The Resource Management process will be able to ensure mining is done with minimal disruption and damage and the requirement to leave the land in the same or better state when the work is finished.


How else are we going to pay?

19/03/2010

Borrowing billions of dollars to stay still isn’t good economics.

The government can change that by spending less or taking more tax and it’s making progress on both those fronts.

But there are limits to spending cuts if it’s to keep its election promises – and it is determined to do that.

It has also said any tax changes will be fiscally neutral.

That leaves finding new ways to make money and extracting some of the mineral wealth which lies under our land could be part of that.

That idea isn’t universally popular and it’s no surprise that the leaked cabinet papers on possibilities for mining have been greeted with shrieks of outrage.

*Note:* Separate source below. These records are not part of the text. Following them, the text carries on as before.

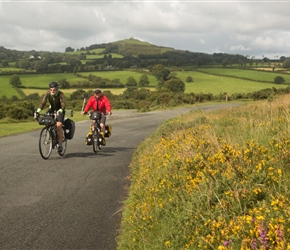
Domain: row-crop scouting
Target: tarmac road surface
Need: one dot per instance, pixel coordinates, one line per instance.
(74, 201)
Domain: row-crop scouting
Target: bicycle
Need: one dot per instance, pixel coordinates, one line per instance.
(48, 139)
(96, 136)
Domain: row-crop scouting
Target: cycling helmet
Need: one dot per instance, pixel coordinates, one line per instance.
(53, 85)
(98, 91)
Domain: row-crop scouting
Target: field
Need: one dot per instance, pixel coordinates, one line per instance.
(256, 75)
(212, 180)
(202, 82)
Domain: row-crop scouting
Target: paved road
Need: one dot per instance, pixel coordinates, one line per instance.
(74, 201)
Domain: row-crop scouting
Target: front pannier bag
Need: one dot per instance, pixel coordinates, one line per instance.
(69, 128)
(108, 132)
(46, 120)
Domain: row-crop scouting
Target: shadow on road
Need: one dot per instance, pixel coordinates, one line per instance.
(105, 152)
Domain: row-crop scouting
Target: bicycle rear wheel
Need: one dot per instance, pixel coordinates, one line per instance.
(96, 143)
(64, 145)
(45, 143)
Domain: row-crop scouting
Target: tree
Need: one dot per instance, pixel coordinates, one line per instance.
(279, 80)
(143, 81)
(174, 85)
(15, 81)
(131, 81)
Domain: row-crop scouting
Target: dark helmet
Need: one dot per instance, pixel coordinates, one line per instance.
(98, 91)
(53, 85)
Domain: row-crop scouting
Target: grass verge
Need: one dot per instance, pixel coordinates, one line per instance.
(218, 181)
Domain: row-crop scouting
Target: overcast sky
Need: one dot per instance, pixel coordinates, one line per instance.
(255, 28)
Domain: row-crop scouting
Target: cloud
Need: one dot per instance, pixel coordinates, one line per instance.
(259, 27)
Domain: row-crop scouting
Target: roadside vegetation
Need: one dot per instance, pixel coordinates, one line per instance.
(215, 180)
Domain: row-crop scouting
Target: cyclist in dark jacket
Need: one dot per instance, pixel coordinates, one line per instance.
(99, 102)
(57, 103)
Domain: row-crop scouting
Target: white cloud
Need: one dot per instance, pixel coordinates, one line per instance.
(259, 27)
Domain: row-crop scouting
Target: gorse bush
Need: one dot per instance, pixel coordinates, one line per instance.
(213, 181)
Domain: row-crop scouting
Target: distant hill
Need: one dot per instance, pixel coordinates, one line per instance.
(131, 47)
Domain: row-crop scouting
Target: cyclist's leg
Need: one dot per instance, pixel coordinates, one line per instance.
(103, 123)
(93, 124)
(59, 121)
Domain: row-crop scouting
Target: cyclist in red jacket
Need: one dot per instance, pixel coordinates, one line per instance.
(99, 102)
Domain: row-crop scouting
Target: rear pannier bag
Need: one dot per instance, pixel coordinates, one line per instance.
(95, 115)
(46, 120)
(108, 131)
(69, 128)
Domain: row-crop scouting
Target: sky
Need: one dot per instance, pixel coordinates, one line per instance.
(251, 28)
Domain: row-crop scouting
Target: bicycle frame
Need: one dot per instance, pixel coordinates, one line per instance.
(48, 139)
(97, 138)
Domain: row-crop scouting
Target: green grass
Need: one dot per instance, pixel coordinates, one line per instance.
(6, 89)
(255, 75)
(205, 83)
(212, 180)
(7, 69)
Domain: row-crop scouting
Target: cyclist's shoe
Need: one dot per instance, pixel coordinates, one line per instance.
(103, 138)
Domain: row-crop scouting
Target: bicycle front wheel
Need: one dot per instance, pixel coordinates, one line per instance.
(45, 143)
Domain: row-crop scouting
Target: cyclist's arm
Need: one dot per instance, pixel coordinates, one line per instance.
(43, 102)
(108, 105)
(62, 102)
(88, 106)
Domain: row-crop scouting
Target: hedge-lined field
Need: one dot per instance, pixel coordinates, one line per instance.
(256, 75)
(205, 83)
(202, 82)
(217, 180)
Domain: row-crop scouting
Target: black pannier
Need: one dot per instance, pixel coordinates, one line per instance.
(69, 128)
(108, 132)
(46, 120)
(95, 115)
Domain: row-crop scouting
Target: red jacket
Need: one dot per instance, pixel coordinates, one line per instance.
(103, 104)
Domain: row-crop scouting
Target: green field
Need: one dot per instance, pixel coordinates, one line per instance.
(256, 75)
(205, 83)
(202, 82)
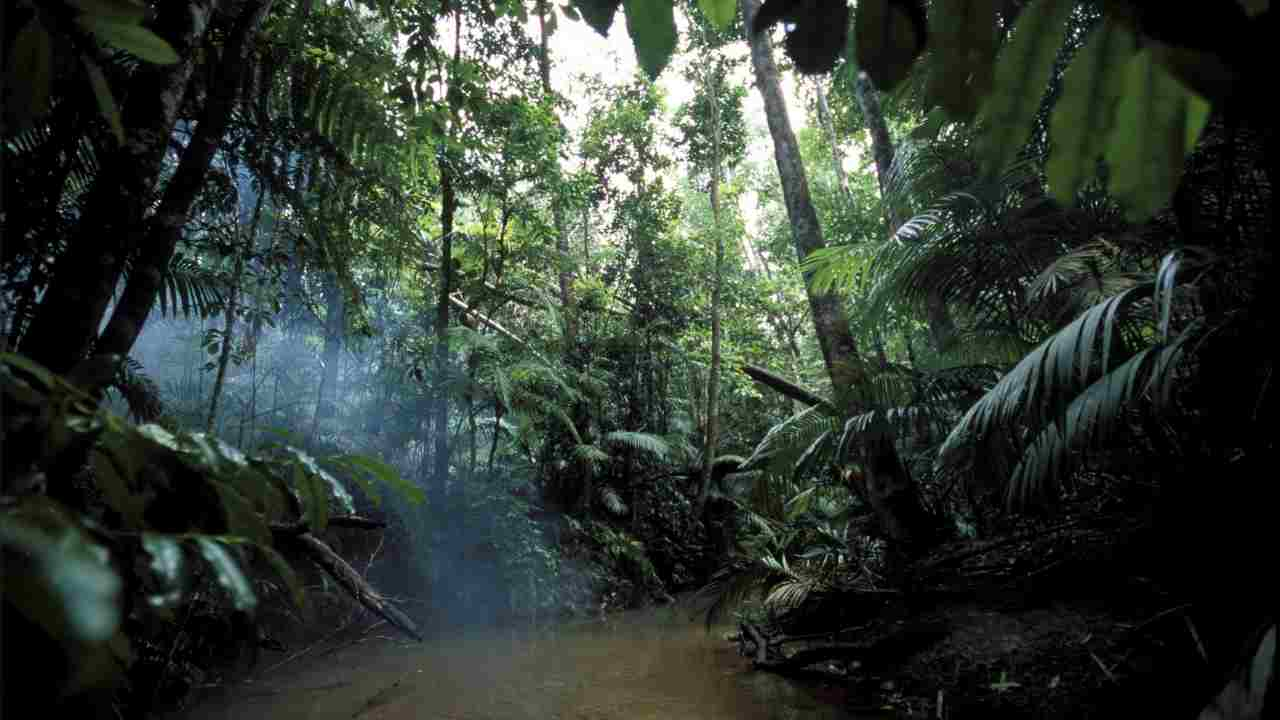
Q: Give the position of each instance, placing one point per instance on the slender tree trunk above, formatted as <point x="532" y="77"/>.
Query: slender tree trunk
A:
<point x="942" y="329"/>
<point x="112" y="226"/>
<point x="165" y="228"/>
<point x="712" y="90"/>
<point x="831" y="323"/>
<point x="828" y="126"/>
<point x="888" y="487"/>
<point x="562" y="250"/>
<point x="334" y="331"/>
<point x="229" y="318"/>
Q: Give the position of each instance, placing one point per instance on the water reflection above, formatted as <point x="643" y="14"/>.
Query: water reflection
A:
<point x="636" y="666"/>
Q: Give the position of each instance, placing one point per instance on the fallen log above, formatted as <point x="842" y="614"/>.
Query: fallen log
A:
<point x="350" y="579"/>
<point x="357" y="522"/>
<point x="786" y="387"/>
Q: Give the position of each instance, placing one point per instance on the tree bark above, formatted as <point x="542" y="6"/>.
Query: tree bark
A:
<point x="562" y="250"/>
<point x="229" y="317"/>
<point x="831" y="323"/>
<point x="334" y="331"/>
<point x="712" y="90"/>
<point x="837" y="158"/>
<point x="112" y="226"/>
<point x="165" y="227"/>
<point x="350" y="579"/>
<point x="888" y="487"/>
<point x="942" y="329"/>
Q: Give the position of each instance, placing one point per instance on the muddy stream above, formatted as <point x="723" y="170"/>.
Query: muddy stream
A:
<point x="653" y="664"/>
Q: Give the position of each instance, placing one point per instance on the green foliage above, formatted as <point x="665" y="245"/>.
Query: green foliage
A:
<point x="652" y="27"/>
<point x="159" y="499"/>
<point x="1070" y="395"/>
<point x="44" y="37"/>
<point x="1141" y="110"/>
<point x="718" y="12"/>
<point x="1023" y="72"/>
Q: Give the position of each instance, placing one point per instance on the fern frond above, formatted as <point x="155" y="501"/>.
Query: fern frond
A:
<point x="612" y="501"/>
<point x="645" y="442"/>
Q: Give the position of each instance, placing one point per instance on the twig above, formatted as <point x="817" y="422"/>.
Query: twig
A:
<point x="1200" y="646"/>
<point x="1105" y="669"/>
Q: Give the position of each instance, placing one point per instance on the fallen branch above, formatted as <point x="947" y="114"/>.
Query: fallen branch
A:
<point x="762" y="646"/>
<point x="356" y="522"/>
<point x="812" y="656"/>
<point x="348" y="578"/>
<point x="786" y="387"/>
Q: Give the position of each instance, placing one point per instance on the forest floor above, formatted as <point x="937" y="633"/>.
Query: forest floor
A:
<point x="1036" y="625"/>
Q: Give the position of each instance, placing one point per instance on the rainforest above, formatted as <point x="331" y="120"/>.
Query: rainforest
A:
<point x="611" y="359"/>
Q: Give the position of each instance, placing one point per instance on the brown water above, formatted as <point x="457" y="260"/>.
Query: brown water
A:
<point x="639" y="665"/>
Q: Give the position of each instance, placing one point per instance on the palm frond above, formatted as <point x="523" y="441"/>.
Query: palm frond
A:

But a lot of that opposition is based on emotion not facts. If there is any mining it will be on a tiny amount of land and any applications will be subject to the safeguards of the resource consent process.

As Grey Distrct mayor Tony Kokshoorn said:

. . . there were “huge areas of the DOC estate that could be mined.

“The bottom line is that we are not going to let anybody ruin the West Coast, and the RMA [Resource Management Act] protects it,” he said.

Applicants will have to go through the consent process and that will ensure that any economic and social benefits from mining don’t come at the expense of the environment.

Emotion put an end to sustainable logging on the West Coast.

I hope it doesn’t put paid to new jobs and other wealth creating opportunities which could come from mining a small amount of land with low conservation values there. 

Because if we’re not allowed to mine then how else are we going to pay for the services which we’re borrowing so much to fund?